There are few reports of the incidence of fever in bronchiolitis, or its relation to the severity of the disease or radiological findings; furthermore, any such reports have produced conflicting results. Fever has been variously described as being very common in the initial phase of the illness, but largely disappearing by the time of hospitalisation8; as a characteristic feature of the disease9; as intermittent and rarely exceeding 38–39°C10; or as a sign rarely exceeding 38°C.11 These studies have merely stated the incidence of fever but we are not aware of the evidence underlying these conclusions. Those few studies that have investigated the incidence of fever in bronchiolitis have involved small numbers of children. A Swedish study12 of 15 infants with RSV infection reported fever in 14. Another study13 reported an incidence of fever as low as 12% among 25 infants aged less than 3 months with RSV infection. In addition, this study found that all six children with bronchiolitis caused by parainfluenza virus were afebrile.

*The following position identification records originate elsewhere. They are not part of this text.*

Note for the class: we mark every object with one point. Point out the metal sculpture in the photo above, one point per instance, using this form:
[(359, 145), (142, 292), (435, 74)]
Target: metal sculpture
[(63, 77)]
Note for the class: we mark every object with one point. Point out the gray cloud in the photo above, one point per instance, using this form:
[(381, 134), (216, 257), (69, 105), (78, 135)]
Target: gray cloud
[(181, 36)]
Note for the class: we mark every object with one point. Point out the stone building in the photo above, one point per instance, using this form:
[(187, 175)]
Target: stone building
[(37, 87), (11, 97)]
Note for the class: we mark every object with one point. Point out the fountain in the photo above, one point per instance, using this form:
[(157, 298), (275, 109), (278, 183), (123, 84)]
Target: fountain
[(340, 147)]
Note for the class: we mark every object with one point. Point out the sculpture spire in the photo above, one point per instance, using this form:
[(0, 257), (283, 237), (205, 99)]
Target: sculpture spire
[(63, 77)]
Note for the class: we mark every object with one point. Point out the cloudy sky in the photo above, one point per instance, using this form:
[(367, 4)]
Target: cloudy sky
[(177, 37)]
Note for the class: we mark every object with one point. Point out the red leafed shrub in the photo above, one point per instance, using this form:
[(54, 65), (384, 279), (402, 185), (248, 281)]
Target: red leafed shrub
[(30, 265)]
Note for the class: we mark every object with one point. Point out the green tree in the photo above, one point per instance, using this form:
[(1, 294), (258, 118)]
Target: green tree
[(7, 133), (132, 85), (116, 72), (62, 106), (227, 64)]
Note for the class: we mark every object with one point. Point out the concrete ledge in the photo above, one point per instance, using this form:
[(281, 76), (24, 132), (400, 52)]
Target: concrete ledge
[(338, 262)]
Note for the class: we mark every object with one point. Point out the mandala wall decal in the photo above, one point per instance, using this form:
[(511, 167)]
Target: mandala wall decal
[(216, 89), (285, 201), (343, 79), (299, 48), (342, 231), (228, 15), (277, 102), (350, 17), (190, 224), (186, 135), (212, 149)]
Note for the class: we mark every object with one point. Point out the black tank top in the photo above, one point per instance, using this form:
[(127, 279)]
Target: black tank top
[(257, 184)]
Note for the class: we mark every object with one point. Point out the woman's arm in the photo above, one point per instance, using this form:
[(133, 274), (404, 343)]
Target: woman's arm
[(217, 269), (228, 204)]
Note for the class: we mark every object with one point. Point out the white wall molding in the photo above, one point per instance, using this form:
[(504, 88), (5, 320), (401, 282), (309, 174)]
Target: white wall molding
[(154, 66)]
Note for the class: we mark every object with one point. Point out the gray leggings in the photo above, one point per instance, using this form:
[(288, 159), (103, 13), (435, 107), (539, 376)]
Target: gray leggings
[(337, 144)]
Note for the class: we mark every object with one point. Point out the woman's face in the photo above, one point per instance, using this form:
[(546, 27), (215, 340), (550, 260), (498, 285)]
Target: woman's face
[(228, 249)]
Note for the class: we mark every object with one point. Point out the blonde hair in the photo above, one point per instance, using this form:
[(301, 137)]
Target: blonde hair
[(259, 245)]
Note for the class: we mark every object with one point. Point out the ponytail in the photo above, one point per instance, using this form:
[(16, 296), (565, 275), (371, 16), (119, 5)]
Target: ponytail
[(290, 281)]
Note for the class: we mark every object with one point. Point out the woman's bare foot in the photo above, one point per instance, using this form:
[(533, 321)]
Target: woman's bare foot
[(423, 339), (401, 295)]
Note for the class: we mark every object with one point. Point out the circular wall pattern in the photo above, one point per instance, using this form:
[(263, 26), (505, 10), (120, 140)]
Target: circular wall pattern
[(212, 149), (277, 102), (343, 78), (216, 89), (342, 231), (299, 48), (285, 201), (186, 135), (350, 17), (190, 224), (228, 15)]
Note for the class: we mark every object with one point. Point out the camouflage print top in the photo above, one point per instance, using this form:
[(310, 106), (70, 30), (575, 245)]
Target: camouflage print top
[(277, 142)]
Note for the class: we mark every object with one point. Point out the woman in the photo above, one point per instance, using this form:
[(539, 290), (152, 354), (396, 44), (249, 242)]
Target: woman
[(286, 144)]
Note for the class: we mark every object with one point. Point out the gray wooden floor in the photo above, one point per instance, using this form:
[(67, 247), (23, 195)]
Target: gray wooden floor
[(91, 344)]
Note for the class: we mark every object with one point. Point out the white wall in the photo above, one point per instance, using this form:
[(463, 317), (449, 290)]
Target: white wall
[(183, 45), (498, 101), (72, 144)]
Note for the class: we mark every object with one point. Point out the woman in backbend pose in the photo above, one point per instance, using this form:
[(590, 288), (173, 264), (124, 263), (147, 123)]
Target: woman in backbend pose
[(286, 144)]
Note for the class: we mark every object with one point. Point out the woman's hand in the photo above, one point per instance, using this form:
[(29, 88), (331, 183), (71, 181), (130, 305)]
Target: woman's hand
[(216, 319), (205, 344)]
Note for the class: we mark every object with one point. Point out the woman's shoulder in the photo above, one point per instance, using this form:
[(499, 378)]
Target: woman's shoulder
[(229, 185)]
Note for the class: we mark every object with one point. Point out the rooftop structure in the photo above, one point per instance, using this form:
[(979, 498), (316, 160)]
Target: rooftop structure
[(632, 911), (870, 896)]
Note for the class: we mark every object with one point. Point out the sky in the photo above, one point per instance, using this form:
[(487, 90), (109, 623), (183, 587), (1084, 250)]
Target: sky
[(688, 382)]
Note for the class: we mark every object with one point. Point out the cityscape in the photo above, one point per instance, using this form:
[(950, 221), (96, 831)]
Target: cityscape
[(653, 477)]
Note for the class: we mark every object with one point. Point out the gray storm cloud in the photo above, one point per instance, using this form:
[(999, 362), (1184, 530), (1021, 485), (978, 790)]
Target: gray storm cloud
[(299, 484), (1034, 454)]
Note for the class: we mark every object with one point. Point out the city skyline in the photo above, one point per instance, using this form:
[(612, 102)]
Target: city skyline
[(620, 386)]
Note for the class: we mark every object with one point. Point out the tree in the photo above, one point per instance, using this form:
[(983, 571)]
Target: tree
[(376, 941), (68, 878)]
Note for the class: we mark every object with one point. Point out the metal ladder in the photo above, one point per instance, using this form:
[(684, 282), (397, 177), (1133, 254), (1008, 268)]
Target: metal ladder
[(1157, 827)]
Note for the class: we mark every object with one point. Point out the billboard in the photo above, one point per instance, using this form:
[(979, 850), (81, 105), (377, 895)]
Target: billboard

Information on the relation between fever and clinical severity is even more limited. A single report14 on the clinical findings and severity of bronchiolitis showed that respiratory rate on admission, chest wall indrawing, temperature, heart rate, and liver displacement did not predict the severity of the infection. However, of the six clinical signs studied to predict oxygen requirements, fever was not included. More information is required to determine whether there is an association between the severity of bronchiolitis and fever.

Our study was carried out to assess the extent of fever in bronchiolitis, whether the clinical course differs between febrile and afebrile infants with bronchiolitis, and whether fever in bronchiolitis is beneficial or harmful.

Patients and methods

All infants aged over 1 month who were admitted to Queen Mary’s Hospital, Sidcup, UK during one season with a diagnosis of acute bronchiolitis were studied prospectively. Patients were admitted between November 1997 and February 1998. In our hospital, between 80 and 120 infants are admitted with the disease each winter. The diagnosis of bronchiolitis was made in the presence of a history of upper respiratory tract infection followed by acute onset of respiratory distress with cough, breathlessness, and wheeze, and clinical signs of chest overinflation, tachypnoea, rhonchi, or crepitations occurring during a winter epidemic of bronchiolitis.15 Only children with their first episode of broncholitis were included.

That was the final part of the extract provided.